Nanik Janji BGN Lebih Hemat Anggaran, Moratorium Dapur MBG

Nanik menyatakan bahwa efisiensi anggaran bakal menjadi fokus utama yang akan segera dijalankan BGN.

Diterbitkan 04 Juni 2026, 18:39 WIB
Share
Copy Link
Batalkan
Jadi intinya...
  • BGN di bawah Nanik Deyang fokus utama pada efisiensi anggaran.
  • Efisiensi dilakukan melalui refocusing penerima manfaat dan moratorium dapur baru.
  • BGN akan membenahi dapur MBG yang ada dan memperluas ke daerah 3T.

Liputan6.com, Jakarta - Kepala Badan Gizi Nasional (BGN) nanik S. Deyang mengungkapkan arah kebijakan baru lembaganya usai ditunjuk Presiden Prabowo Subianto untuk menggantikan Dadan Hindayana.

Nanik menyatakan bahwa efisiensi anggaran bakal menjadi fokus utama yang akan segera dijalankan BGN.

“Pada hari ini, kami unsur pimpinan telah memulai konsolidasi internal BGN. Hal utama yang telah kami bahas dan kami siapkan rencana kerjanya adalah menuju pada efisiensi anggaran,” kata Nanik di Gedung BGN, Jakarta Pusat, Kamis (4/6/2026).

Menurut dia, efisiensi menjadi langkah pertama yang disepakati dalam rapat konsolidasi para pimpinan baru BGN. Ia berujar upaya tersebut harus dilakukan meski anggaran BGN telah mengalami pemangkasan sebelumnya.

“Kami concern hal pertama yang kami lakukan adalah untuk melakukan efisiensi anggaran, sehingga meskipun sekarang sudah dipotong 2 (triliun), tinggal 268 (miliar), kami berharap masih bisa menurunkan lagi, namun tidak mengurangi sasaran,” jelas dia.

Lebih lanjut, Nanik menerangkan penghematan anggaran akan dilakukan di berbagai bidang tanpa mengurangi target penerima manfaat Program Makan Bergizi Gratis (MBG). Salah satu langkah yang akan ditempuh adalah melakukan refocusing terhadap penerima manfaat.

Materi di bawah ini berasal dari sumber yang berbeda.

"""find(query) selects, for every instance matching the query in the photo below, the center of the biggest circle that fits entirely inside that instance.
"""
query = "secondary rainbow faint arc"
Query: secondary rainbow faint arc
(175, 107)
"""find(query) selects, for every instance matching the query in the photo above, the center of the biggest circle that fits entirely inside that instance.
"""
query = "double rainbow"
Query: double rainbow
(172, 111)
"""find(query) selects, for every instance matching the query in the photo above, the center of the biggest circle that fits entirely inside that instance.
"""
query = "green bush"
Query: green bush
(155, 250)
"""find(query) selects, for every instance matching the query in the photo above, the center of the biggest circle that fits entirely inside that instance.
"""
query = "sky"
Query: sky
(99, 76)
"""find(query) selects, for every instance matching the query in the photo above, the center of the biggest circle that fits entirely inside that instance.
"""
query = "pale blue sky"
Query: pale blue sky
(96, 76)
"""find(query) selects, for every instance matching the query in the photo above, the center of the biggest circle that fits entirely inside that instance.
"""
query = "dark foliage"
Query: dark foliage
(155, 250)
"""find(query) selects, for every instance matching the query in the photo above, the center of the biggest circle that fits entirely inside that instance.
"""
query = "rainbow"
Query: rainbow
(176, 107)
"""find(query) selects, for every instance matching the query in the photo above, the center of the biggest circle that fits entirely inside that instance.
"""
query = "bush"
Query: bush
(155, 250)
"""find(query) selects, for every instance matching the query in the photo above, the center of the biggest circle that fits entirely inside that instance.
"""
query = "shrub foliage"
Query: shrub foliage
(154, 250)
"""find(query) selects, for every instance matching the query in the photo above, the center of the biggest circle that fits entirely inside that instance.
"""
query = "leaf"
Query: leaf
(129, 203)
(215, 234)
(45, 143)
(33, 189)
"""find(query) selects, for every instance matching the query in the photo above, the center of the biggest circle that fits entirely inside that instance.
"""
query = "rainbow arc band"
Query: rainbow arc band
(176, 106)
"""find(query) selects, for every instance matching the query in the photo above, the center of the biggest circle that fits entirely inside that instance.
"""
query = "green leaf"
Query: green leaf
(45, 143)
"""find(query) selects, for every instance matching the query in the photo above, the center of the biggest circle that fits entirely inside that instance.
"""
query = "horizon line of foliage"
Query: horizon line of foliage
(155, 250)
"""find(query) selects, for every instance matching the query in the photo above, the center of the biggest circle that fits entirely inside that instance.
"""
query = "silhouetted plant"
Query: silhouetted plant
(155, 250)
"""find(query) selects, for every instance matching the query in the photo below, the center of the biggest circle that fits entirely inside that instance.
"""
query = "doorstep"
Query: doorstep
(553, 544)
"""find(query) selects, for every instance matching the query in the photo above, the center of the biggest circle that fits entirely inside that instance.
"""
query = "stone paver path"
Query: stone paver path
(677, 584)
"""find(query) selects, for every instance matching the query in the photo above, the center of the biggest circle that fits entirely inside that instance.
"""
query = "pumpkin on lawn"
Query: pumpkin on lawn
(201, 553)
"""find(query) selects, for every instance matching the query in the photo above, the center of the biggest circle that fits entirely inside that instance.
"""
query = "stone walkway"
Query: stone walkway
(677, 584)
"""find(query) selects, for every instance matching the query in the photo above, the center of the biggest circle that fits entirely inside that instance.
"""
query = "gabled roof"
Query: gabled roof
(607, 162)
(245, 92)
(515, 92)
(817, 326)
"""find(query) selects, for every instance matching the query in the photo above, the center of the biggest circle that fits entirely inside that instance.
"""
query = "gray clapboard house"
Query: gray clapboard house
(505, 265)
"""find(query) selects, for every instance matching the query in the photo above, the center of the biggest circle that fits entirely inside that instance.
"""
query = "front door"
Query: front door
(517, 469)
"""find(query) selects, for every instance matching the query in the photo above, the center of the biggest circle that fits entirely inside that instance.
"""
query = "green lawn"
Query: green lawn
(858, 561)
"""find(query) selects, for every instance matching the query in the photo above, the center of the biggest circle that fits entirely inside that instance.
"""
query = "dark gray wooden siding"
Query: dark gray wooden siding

Selain itu, ujar Nanik BGN juga memutuskan melakukan moratorium pembangunan dapur MBG baru. Kebijakan tersebut menjadi bagian dari evaluasi menyeluruh terhadap pelaksanaan program yang saat ini telah berjalan di berbagai daerah.

“Dalam rangka efisiensi anggaran, maka hal yang kami lakukan adalah refocusing penerima manfaat, moratorium dapur titik-titik baru,” katanya.

 

Pembenahan Dapur

Di saat yang sama, BGN akan memprioritaskan pembenahan dapur MBG atau Satuan Pelayanan Pemenuhan Gizi (SPPG) yang telah beroperasi. Pembenahan mencakup peningkatan standar operasional, kualitas makanan yang dihasilkan, hingga pelatihan sumber daya manusia yang terlibat dalam pengelolaan dapur.

“Pembenahan dapur-dapur yang telah berdiri dan telah beroperasi agar sesuai dengan standar untuk menghasilkan makanan yang berkualitas, termasuk perbaikan dan pelatihan SDM. Artinya, bila dapur itu tidak sesuai, tentu kami akan lakukan suspend,” ungkap Nanik.

Kemudian, kata dia BGN juga akan mendorong pelaksanaan program MBG di daerah tertinggal, terdepan, dan terluar (3T) melalui sejumlah alternatif skema. Langkah itu disiapkan agar perluasan layanan tetap dapat dilakukan tanpa menambah beban Anggaran Pendapatan dan Belanja Negara (APBN).

“Itulah yang sore hari ini kami konsolidasikan. Jadi kami fokus kepada efisiensi anggaran,” kata Nanik.